We, thought Maia bitterly. Obviously he expected her to help him clear the passage out of the lagoon, and then he’d wave goodbye and she’d never see him again.

‘If it had been the other way round, I’d have taken you,’ she said.

‘I suppose you think that makes it easier for me,’ said Finn angrily.

‘I wasn’t trying to make it easier for you,’ said Maia, and stalked away.

But Finn did not go immediately. It was as though the Arabella wasn’t so sure if she wanted to go adventuring after her quiet time in the lagoon. First they found a small leak through the hull under the floorboards, and then Finn dropped the washer for the valve which regulated the amount of steam to go into the boiler. He didn’t just drop it, he dropped it into the deepest part of the lake, and though he and Maia dived for it again and again they couldn’t find it. Furo went into Manaus to get a replacement but before they could put it in, another week had passed.

It was harder for Miss Minton to get away to the lagoon. When she did manage it, she bullied Finn about Caesar’s Gallic Wars.

‘Those legions are never going to get across the bridge at this rate,’ she said, looking at the book, still open at page fifty-seven. But when she had finished lecturing Finn about the importance of Latin to someone who wanted to collect plants, she lent a hand with the chores, scrubbing the floor of the hut to whiteness.

‘Having been a housemaid always comes in useful,’ she said.

One afternoon when the children were on their own, they saw that the macaws on the tree that guarded the entrance had flown up, squawking.

But it was not Furo come to fetch Maia. It was Colonel da Silva with his second in command, come to take charge of Bernard Taverner’s possessions.

Dios!’ he said paddling up to the hut. ‘What is this?’

So Finn explained and when he had finished the colonel was laughing so much, he looked as if he was going to fall into the water. The idea of the crows bringing a penniless actor to Westwood was the best thing he had heard in ages. ‘And you, senhorita,’ he said to Maia. ‘A heroine no less.’

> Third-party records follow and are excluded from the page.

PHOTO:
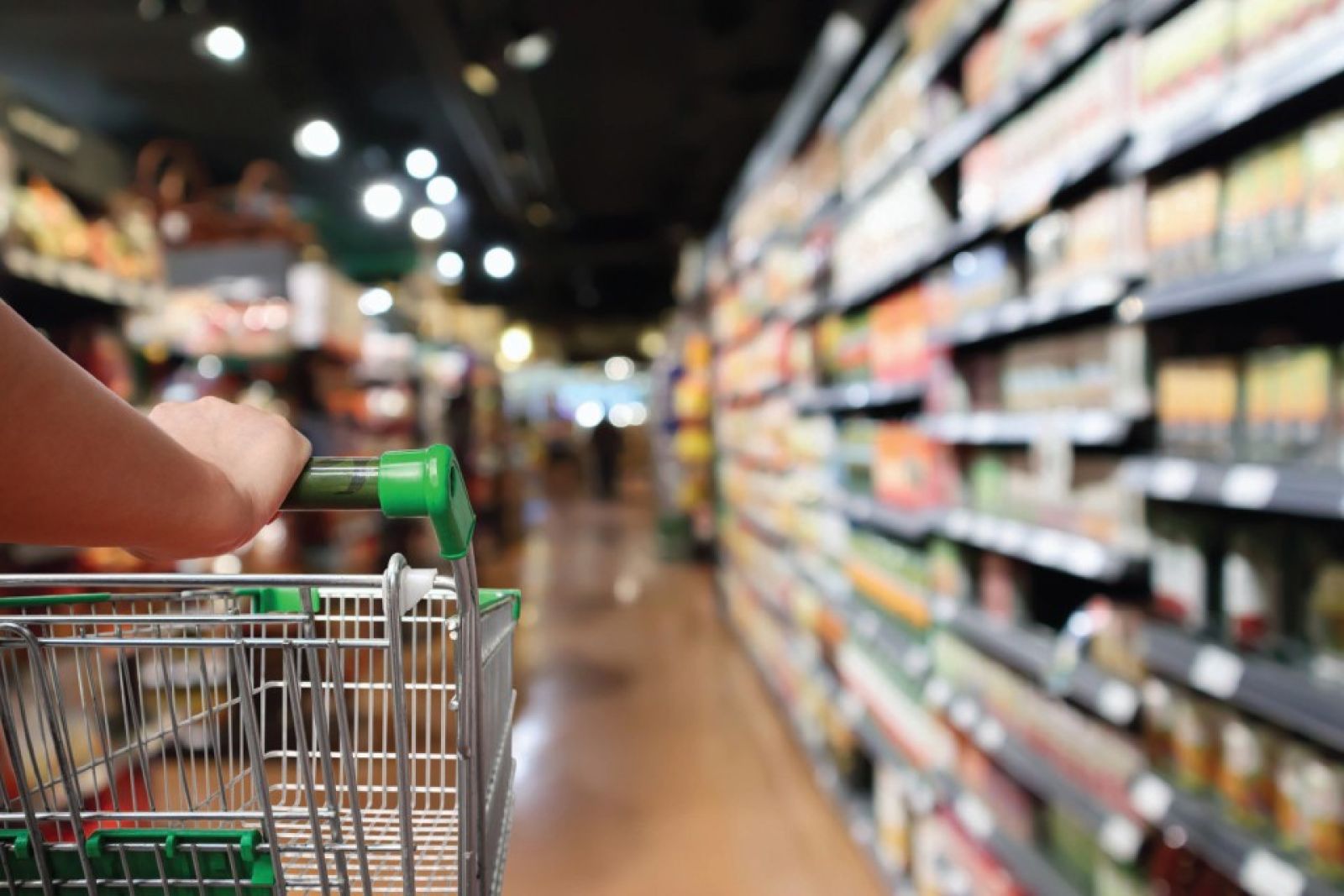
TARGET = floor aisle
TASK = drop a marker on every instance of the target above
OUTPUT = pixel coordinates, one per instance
(651, 759)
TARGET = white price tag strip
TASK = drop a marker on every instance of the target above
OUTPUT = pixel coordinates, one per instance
(1117, 703)
(990, 735)
(1121, 839)
(937, 694)
(1216, 672)
(1263, 873)
(1173, 479)
(1249, 486)
(976, 819)
(1152, 799)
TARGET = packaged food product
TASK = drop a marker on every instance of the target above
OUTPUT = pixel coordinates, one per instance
(1179, 567)
(891, 815)
(1159, 705)
(1324, 156)
(1289, 810)
(1323, 810)
(1196, 726)
(1253, 590)
(1247, 772)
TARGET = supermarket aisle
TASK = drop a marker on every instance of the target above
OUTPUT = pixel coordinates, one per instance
(649, 757)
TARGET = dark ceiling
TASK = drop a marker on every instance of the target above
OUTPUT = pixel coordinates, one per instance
(632, 134)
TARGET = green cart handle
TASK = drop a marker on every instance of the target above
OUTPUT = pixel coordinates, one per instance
(421, 483)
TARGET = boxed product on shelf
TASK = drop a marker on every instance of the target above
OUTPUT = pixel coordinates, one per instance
(1183, 219)
(1184, 60)
(911, 470)
(1015, 170)
(1324, 208)
(1099, 237)
(1269, 34)
(894, 118)
(898, 222)
(1263, 204)
(1178, 563)
(1003, 54)
(1198, 406)
(898, 347)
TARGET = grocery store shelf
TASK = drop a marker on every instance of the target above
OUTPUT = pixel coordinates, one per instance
(73, 278)
(956, 237)
(1294, 490)
(1025, 864)
(974, 19)
(1065, 551)
(1032, 654)
(1270, 280)
(1257, 868)
(857, 396)
(1241, 100)
(1112, 831)
(1283, 694)
(909, 526)
(1081, 39)
(1028, 312)
(1088, 427)
(1146, 13)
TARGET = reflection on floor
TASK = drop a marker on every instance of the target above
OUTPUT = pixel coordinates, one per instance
(651, 759)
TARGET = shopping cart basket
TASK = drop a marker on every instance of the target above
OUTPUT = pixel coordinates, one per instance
(234, 735)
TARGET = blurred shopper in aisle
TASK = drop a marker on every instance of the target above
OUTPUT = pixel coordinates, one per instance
(605, 448)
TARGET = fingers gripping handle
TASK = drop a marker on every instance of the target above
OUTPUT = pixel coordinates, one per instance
(421, 483)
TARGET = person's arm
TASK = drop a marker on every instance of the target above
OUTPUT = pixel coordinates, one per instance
(80, 466)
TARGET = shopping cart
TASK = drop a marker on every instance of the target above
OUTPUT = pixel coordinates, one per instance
(234, 735)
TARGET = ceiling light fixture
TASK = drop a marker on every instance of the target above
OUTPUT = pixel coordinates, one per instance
(499, 262)
(318, 139)
(375, 301)
(480, 80)
(225, 43)
(530, 51)
(421, 163)
(382, 201)
(618, 367)
(449, 268)
(441, 190)
(517, 344)
(428, 223)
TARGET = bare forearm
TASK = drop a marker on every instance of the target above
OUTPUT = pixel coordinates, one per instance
(81, 466)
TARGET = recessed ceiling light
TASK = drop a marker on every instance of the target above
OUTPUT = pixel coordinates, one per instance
(441, 190)
(375, 301)
(382, 201)
(428, 223)
(318, 139)
(499, 262)
(449, 268)
(421, 163)
(531, 51)
(480, 80)
(225, 43)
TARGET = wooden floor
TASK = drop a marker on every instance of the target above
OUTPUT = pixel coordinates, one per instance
(651, 759)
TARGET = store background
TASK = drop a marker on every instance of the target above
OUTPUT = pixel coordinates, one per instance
(987, 347)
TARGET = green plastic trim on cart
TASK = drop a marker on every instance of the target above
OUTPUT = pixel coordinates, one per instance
(255, 872)
(491, 598)
(53, 600)
(280, 600)
(428, 483)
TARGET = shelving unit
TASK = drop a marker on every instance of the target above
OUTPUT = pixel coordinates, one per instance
(1086, 453)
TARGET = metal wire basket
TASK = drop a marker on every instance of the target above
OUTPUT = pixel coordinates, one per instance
(213, 735)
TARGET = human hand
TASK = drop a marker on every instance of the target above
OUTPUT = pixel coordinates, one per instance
(249, 461)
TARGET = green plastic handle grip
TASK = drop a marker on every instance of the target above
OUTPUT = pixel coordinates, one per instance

He told them that instructions to pay out the reward for Finn’s capture had been telegraphed from the Bishop so there could be no suspicion that they did not have the right boy.

Then came the day Maia had dreaded. The last of the provisions were loaded onto the Arabella – manioc flour and dried beans and oil for the Primus and gifts for the Indians.

That night Finn came to say goodbye to Furo and the others.

‘You’re to look after Maia,’ he told them. ‘Promise me you will not let any harm come to her.’

And Furo, who had been sulking because he too wanted to go with Finn, gave his promise, as did Tapi and Conchita. Only old Lila was inconsolable, weeping and rocking back and forth and declaring that she would be dead before he returned.